It's amazing how the moment we speak about 'secrets', they begin to lose their power.
I believed that nobody would think my 'secrets' were something to be affected by.
As a young teenager, I went to my mother for help with my emotions, and was told, "You've got nothing to cry about."
I replied with, "Well, the counselor told me I do have something to cry about," and I proceeded to tell my mom I'd been abused.
The reaction I got from my mom was very difficult, "Was it dad?" she asked.
As far as my memory was concerned at that point, I could only shake my head 'no', because it wasn't the memory I was talking about.
However, hearing your mother jump straight to assuming it was my father has left me with questions to this day.
Anyway, it's all related; the reason I went off the edge over papi's male transformation.
I know I was looking for something to explain why I reacted so
bad. I know it's not normal to become catatonic for 6 weeks in a
La-Z-Boy when your spouse tells you they're going to go through gender transformation.
Well, I get it now, and it really has lost it's power.
I've connected the dots.
I now realize why I slipped into the Pit of Doom when the bomb
was dropped. It was a familiar place of fear, same furniture, and the silence was the same reaction.
It was somewhere I would frequent, until I figured out how to work with the pain and stay out of the Pit.

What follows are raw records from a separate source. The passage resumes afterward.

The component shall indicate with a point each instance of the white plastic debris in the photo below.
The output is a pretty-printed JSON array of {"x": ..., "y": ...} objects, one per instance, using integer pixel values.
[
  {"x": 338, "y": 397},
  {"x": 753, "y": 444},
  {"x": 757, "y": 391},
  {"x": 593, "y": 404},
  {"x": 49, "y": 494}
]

Now that I'm out, I realize there is another layer to work on, however I can see that it really can't hurt me this time.
I've learned too much from life to allow it to win.
Yeah ... I needed to really look at my 'secrets'.
I also needed to 'check out' in my every day life for a few days.
Papi and I took a little drive down to the U.S. to visit the Yank for her birthday.
During our drive back, it really kicked in that there were dots to connect.
I felt the fear of my 'secrets' dissipate when I spoke about them to Papi.
I didn't ever want to admit my 'secrets', because I couldn't handle another person saying, "That's nothing to cry about."
Papi didn't even come close to laughing at my story.
Instead my love wanted to find one of the fuckers that created my
pain and have a 'word' with them, "No, that's something to be upset
I had confirmation that I'm not just wallowing for no reason.
I don't know where it comes from, that as the victim in assault,
we tend to negate our own feelings and pass them off as 'no biggy'.
We decide not to press charges.
We don't want to talk about it, because someone may laugh and tell us we're being ridiculous.
We all do it, but why?
Now that I have strength from my love telling me that it was a big deal, I'm feeling that I can overcome it. My fighter instinct has risen once more.
It's going to be work, it always is, but all I need is support. It was all I needed to get moving to the next level of healing.
I was able to hold Papi close, give loving kisses on his cheek and say, "I love you soooo much," without any exceptions.
Bring it on bitches.
There is no way it's going to keep me having adverse feelings about my love's male transformation.
Indeed, if I believe mi esposo has such a massive, understanding heart that
they would make an exception to his line of work, then damn! I should
feel very fortunate that I too get to experience my healing of this 'male' figure as a good teacher.
I didn't marry any of my offenders, and that's all I need to remember.